Commoditization pressure — The combination of forces compressing margins and growth rates for generalist web development agencies: offshore price competition on execution quality, AI/no-code platform elimination of the low-end segment, and platform-native editor reduction of mid-market utility. Commoditization pressure is more severe in web development than in consulting, design, or custom software because web development lacks the natural protection of high-taste requirements (design) or irreducible custom complexity (software).
- Should we specialize by platform or by industry vertical?
- Start with the axis where your existing portfolio is strongest. If your best 5 projects are all Shopify builds across different industries, lead with platform. If they're all ecommerce regardless of platform, lead with vertical.

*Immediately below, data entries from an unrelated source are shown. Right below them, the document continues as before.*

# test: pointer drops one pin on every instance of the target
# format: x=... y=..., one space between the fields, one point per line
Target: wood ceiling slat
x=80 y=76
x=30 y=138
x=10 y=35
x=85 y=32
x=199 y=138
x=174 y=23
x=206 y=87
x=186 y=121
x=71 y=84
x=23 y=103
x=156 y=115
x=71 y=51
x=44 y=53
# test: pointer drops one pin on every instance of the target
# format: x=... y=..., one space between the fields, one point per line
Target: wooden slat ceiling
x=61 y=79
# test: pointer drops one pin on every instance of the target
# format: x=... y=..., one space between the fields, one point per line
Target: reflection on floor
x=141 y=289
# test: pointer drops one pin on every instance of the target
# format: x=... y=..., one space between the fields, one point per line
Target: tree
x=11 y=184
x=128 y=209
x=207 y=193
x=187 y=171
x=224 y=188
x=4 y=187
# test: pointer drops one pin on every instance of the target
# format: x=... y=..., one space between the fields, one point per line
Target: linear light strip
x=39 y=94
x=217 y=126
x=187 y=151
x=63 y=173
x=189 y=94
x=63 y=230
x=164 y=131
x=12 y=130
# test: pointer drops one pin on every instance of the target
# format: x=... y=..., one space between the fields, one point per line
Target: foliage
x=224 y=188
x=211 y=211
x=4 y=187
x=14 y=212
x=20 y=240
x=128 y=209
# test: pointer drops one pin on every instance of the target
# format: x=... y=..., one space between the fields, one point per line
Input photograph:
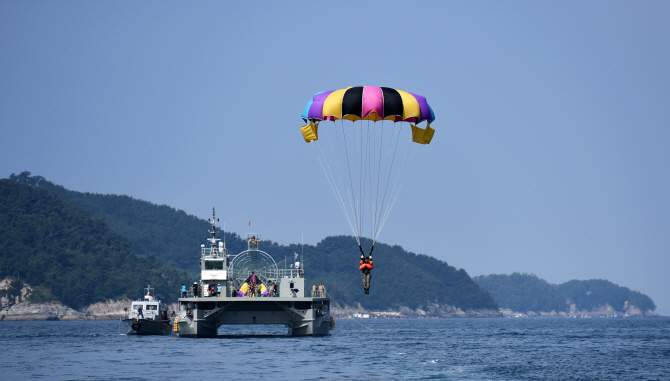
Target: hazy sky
x=551 y=153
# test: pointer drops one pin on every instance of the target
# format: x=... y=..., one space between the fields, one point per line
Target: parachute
x=361 y=130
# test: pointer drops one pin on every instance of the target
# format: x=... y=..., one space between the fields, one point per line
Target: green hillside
x=68 y=256
x=400 y=278
x=527 y=292
x=590 y=294
x=523 y=292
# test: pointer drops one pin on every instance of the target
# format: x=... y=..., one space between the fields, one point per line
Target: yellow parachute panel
x=310 y=132
x=422 y=135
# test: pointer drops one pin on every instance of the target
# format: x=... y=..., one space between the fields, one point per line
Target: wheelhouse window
x=213 y=265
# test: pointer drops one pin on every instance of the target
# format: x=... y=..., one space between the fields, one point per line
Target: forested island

The compound position (platform × vertical) is the goal — Shopify specialist for DTC fashion brands, Webflow agency for B2B SaaS — but you get there by committing to one axis first and layering the second over 12-18 months.
- Won't niching down mean we lose potential clients?
- You'll lose RFP invitations from buyers who are shopping 15 agencies on price. You'll gain inquiries from buyers who searched specifically for your specialization and arrived pre-qualified. Specialist web dev agencies consistently report higher win rates, shorter sales cycles, and project fees 30-50% above generalist competitors. The inquiries you lose are the ones you were winning at the lowest margins.
- Is web development really more commoditized than other agency types?
- Yes — measurably. Web dev agencies face commoditization from three directions simultaneously: offshore freelancers undercutting on price, AI/no-code tools (Squarespace AI, Wix ADI) eliminating the need for agencies at the low end, and platform-native editors (Shopify's built-in editor, Webflow's visual builder) creating alternatives. Design agencies are partially protected because AI can't replicate taste at the high end. Software dev agencies are partially protected because custom software has no template equivalent. Web dev has neither protection.
- How do platform certifications affect positioning?
- Platform certifications function as third-party positioning signals that buyers trust. Shopify Plus Premier Partner (invitation-only, requires volume and client outcomes) commands a different fee than a basic Shopify Partner. Webflow Enterprise Partner signals a different capability tier than Certified Partner. These aren't just badges — they unlock partner directory visibility, platform-referred leads, and co-marketing that generalists can't access.
- How do we reposition without losing current clients?
- You don't fire existing clients. Keep delivering current projects while you shift your website messaging, portfolio curation, and business development toward the new position. Most agencies run both in parallel for 6-12 months. The shift happens in how you attract new work, not in how you deliver current projects.
- How is positioning for web dev agencies different from positioning for software development companies?
- Three key differences. First, web dev has platform specialization as a positioning axis — Shopify Expert, WordPress VIP, Webflow Partner — that doesn't exist in custom software. Second, web dev buyers are typically non-technical (marketing directors, business owners) while software dev buyers are technical (CTOs, VP Engineering). Third, commoditization pressure is more acute: web dev competes against templates and AI builders, while custom software has no template equivalent.